Dynamics of self-maps in their primal topologies
Jose C. Martin
TL;DR
The paper investigates the dynamics of a self-map $f$ in the primal topology $\tau_f$ induced by $f$, situating the analysis within Alexandroff spaces and their quasi-uniformities. It proves that any continuous map on an Alexandroff space is Lyapunov stable under the induced quasi-uniformity, ruling out Auslander-Yorke and Devaney chaos in this setting. On the primal space, the non-wandering set is $\Omega(f)=\bigcap_{k} f^k(X)$, the periodic, limit, and recurrent points coincide, minimal sets are precisely periodic orbits, and transitivity occurs only when $X$ is a single periodic orbit. The paper also establishes that topological ergodicity, weak and strong mixing are equivalent, and it characterizes proximality in the finest quasi-uniformity, including a decomposition of $X$ into connected components governed by orbit structure, with $X$ expressible as $\mathcal{O}(x)\cup\hat{x}(\mathbb{N})$ for some infinite preorbit.
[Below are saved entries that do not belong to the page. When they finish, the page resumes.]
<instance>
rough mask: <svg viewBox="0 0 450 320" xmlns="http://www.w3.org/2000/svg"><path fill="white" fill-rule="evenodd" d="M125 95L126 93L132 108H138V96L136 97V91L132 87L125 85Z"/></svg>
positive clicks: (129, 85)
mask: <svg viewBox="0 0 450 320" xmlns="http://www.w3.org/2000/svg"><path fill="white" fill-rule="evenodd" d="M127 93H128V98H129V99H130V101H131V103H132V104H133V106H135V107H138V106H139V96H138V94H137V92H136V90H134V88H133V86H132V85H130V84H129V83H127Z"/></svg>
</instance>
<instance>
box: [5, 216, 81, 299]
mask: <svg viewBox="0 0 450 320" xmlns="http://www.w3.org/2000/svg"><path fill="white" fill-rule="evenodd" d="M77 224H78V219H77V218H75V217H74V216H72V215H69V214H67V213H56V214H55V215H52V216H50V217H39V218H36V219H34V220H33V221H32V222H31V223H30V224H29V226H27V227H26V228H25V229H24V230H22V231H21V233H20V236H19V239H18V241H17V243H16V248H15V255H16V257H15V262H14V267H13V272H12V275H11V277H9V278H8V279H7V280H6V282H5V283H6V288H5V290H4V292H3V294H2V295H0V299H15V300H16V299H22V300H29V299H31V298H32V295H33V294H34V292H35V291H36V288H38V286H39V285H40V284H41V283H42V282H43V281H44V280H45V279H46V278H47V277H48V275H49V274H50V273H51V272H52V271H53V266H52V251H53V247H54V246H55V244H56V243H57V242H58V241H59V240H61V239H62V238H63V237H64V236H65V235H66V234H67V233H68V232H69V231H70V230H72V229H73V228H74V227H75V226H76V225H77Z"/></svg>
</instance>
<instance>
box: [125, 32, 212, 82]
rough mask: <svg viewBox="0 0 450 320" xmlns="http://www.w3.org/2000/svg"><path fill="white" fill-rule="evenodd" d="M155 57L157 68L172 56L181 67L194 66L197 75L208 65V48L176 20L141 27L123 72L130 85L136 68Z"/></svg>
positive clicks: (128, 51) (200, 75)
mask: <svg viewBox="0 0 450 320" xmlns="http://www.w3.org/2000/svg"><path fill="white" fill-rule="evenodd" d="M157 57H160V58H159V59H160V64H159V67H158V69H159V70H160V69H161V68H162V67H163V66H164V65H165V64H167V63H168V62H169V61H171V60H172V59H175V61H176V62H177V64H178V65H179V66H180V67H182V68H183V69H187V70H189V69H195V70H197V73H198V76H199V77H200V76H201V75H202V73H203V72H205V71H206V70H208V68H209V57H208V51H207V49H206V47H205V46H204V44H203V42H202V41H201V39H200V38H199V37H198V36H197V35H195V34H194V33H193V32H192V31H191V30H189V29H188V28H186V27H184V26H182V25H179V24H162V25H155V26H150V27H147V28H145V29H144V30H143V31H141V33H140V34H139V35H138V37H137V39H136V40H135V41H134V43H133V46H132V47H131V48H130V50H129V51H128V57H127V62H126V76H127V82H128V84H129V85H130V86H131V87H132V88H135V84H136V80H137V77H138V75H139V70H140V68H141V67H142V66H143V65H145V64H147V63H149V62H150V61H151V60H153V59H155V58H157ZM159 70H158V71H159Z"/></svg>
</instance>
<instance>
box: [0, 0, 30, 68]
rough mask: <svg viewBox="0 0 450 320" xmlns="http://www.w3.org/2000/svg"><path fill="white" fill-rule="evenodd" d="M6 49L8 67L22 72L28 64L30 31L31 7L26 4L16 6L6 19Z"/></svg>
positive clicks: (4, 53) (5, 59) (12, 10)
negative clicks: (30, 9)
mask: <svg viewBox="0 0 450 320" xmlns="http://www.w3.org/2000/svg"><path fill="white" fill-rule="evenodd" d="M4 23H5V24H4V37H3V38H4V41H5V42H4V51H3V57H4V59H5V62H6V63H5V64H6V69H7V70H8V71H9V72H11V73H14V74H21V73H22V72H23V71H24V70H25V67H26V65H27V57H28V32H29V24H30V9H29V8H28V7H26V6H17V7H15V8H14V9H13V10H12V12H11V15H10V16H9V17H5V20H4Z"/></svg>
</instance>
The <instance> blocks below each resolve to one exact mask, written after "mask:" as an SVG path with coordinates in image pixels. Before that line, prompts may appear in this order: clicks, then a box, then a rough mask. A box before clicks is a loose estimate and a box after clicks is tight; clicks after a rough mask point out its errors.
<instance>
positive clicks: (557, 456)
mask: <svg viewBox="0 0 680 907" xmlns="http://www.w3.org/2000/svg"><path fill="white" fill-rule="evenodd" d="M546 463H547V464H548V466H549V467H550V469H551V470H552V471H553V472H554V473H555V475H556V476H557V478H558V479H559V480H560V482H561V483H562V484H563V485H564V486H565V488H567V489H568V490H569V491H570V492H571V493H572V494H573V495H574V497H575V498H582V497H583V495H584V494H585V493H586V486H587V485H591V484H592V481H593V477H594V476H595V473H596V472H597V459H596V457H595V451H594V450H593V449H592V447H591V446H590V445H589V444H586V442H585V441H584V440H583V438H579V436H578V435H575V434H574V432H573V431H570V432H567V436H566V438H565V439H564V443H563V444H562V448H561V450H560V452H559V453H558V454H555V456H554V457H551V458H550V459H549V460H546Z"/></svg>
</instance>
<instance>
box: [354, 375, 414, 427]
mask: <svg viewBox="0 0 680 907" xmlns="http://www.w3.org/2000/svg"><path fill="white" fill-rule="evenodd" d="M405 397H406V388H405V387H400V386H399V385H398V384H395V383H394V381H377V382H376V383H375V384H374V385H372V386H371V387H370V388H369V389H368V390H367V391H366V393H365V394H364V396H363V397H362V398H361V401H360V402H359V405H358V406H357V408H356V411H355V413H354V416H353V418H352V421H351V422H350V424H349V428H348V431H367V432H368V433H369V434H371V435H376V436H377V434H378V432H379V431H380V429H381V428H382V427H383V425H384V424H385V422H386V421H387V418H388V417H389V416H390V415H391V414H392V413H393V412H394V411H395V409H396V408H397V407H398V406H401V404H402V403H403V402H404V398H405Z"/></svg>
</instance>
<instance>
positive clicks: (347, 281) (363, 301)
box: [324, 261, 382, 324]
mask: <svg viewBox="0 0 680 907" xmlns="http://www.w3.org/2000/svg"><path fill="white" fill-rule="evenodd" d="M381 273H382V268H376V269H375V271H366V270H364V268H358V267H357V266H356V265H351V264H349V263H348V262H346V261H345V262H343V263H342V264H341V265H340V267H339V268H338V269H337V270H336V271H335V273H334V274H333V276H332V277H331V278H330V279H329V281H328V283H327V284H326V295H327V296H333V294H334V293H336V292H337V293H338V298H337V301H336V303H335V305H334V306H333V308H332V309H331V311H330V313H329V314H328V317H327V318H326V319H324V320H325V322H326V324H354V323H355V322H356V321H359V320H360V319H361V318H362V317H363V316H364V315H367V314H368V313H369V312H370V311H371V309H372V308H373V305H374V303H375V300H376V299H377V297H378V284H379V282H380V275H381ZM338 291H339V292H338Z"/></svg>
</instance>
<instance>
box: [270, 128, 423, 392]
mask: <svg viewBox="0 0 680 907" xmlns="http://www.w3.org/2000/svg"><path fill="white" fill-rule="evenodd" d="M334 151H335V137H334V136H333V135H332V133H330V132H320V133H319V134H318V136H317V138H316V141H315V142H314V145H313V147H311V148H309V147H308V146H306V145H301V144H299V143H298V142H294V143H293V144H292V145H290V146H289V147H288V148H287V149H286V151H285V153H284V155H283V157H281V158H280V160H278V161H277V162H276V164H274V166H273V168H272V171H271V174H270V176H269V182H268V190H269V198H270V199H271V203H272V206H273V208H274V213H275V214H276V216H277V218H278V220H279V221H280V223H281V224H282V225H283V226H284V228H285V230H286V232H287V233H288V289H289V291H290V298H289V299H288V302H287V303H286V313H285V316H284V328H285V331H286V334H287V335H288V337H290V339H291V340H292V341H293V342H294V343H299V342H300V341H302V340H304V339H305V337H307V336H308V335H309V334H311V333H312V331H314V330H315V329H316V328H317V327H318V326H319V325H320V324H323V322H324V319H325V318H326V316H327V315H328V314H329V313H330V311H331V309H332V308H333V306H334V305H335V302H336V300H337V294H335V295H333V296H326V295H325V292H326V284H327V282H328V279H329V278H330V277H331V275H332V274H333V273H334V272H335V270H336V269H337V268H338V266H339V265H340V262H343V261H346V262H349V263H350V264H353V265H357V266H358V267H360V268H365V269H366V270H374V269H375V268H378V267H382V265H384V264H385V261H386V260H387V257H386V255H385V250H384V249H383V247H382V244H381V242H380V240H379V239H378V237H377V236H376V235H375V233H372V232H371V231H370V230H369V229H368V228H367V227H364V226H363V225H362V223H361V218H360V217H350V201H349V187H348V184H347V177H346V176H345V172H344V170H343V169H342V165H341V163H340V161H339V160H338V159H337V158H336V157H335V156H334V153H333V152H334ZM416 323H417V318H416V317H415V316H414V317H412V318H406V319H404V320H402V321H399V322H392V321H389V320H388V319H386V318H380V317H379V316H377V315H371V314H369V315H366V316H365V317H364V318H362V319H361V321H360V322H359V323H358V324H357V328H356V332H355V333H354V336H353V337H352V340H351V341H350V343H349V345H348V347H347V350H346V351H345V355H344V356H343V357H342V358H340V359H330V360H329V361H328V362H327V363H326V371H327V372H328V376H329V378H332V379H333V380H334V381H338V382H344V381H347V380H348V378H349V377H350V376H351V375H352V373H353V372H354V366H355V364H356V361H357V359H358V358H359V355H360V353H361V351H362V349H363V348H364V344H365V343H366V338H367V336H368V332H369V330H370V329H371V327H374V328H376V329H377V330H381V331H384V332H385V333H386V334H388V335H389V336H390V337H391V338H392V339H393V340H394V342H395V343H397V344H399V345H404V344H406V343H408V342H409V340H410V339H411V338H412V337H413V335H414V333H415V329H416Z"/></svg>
These results illuminate how primal Alexandroff topology imposes a clean, orbit-centric picture of dynamics and yields precise classifications for non-$T_1$ systems.
Abstract
We study a series of dynamical concepts for self-maps in the primal topology induced by them. Among the concepts studied are non-wandering points, limit points, recurrent points, minimal sets, transitive points and self-maps, topologically ergodic self-maps, weakly mixing self-maps, strongly mixing self-maps, Lyapunov stable self-maps, chaotic self-maps in the sense of Auslander-Yorke, chaotic self-maps in the sense of Devaney, asymptotic pairs, proximal pairs, and syndetically proximal pairs. Some results are given in the more general context of continuous self-maps in an Alexandroff topological space. We prove that a continuous self-map of an Alexandroff space is always Lyapunov stable.